Quick notes, trying to have this working with nginx (as, in Fedora, we provide a default configuration for NGINX/PHP-FPM working "out-of-the-box")

So nice web-app (aka, well-packaged) should work after installation, without editing any configuration, with
- apache + mod_php
- apache + php-fpm
- nginx + php-fpm

From your documentation

    fastcgi_split_path_info ^(.+\.(?:php|phar))(/.+)$;

Calling /phorkie.phar result in "phorkie can only be used in the browser"

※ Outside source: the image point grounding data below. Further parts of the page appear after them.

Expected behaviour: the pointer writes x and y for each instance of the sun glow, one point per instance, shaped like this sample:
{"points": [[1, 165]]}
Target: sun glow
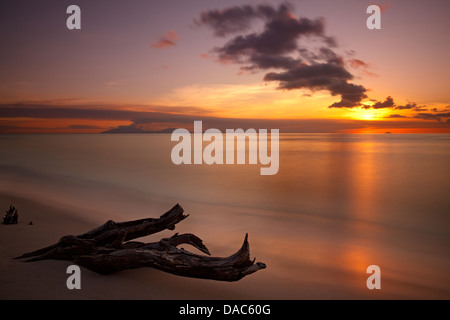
{"points": [[368, 114]]}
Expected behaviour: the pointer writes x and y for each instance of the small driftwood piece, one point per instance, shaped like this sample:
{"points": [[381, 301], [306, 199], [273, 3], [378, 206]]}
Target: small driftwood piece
{"points": [[107, 249], [11, 216]]}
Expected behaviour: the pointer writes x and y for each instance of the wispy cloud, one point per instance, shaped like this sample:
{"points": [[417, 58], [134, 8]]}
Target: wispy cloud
{"points": [[167, 40]]}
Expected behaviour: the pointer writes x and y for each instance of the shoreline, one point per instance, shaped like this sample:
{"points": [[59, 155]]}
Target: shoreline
{"points": [[46, 279]]}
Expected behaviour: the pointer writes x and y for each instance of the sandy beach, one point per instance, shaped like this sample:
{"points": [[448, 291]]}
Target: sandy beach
{"points": [[47, 279]]}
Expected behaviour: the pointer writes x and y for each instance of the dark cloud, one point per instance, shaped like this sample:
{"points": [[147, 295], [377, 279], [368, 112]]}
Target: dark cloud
{"points": [[279, 46], [407, 106], [83, 127], [395, 116], [432, 116], [234, 19], [167, 40], [388, 103]]}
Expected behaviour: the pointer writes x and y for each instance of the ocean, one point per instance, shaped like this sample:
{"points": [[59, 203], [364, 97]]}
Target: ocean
{"points": [[338, 204]]}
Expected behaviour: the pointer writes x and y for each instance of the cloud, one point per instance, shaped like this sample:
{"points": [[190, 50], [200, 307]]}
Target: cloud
{"points": [[388, 103], [280, 48], [83, 127], [166, 40], [432, 116], [407, 106], [395, 116]]}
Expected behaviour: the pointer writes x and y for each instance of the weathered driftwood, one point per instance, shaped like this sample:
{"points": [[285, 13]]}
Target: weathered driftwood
{"points": [[107, 249], [11, 216]]}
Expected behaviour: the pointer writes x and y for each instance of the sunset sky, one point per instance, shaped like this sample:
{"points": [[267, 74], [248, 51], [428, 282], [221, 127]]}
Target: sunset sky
{"points": [[298, 66]]}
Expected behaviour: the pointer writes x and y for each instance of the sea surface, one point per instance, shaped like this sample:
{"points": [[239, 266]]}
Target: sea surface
{"points": [[338, 204]]}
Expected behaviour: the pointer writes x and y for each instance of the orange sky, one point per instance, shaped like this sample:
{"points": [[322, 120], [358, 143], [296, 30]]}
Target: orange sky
{"points": [[190, 63]]}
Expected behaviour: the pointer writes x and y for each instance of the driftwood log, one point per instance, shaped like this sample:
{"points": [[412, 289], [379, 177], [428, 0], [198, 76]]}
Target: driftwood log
{"points": [[11, 216], [108, 249]]}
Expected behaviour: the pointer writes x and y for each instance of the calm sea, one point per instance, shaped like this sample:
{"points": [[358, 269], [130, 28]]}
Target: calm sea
{"points": [[339, 203]]}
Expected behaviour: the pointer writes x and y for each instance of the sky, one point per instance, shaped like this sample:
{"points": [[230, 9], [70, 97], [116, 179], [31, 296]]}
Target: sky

(because redirected to /phorkie.phar/index.php, because of "fastcgi_index" directive)
(perhaps something you can handle in phorkie)

Seems better with

    fastcgi_split_path_info ^(.+\.(?:php|phar))(/.*)$;

Another problem, calling /phorkie.phar/setup strangely resuts in a 500 error...
(when cache and repos directories exists, everything works...)

Laptop:  Fedora 38 + rpmfusion + remi (SCL only)
x86_64 builder: Fedora 39 + rpmfusion + remi-test
aarch64 builder: RHEL 9 with EPEL
Hosting Server: CentOS 8 Stream with EPEL, rpmfusion, remi

Re: .phar support in web server configuration

Remi wrote:

Seems better with

    fastcgi_split_path_info ^(.+\.(?:php|phar))(/.*)$;

Yes, that is better. Please keep it that way.

Remi wrote:

Another problem, calling /phorkie.phar/setup strangely resuts in a 500 error...
(when cache and repos directories exists, everything works...)

The setup script returns a 500, but actually shows the errors. nginx replaces the phorkie-generated error page with its own. I did not anticipate that.

See http://fotos.cweiske.de/screenshots/201 … 20fail.png

Re: .phar support in web server configuration

> The setup script returns a 500, but actually shows the errors.

Indeed, I noticed that with Apache.

> nginx replaces the phorkie-generated error page with its own.

Indeed, perhaps because of "fastcgi_intercept_errors"

> I did not anticipate that.

wink

Laptop:  Fedora 38 + rpmfusion + remi (SCL only)
x86_64 builder: Fedora 39 + rpmfusion + remi-test
aarch64 builder: RHEL 9 with EPEL
Hosting Server: CentOS 8 Stream with EPEL, rpmfusion, remi

Re: .phar support in web server configuration

I think it's fine when the HTTP status code of the setup page is non-200 in case of errors. But if that breaks on Fedora's nginx, it's not so nice hmm No idea what's correct here.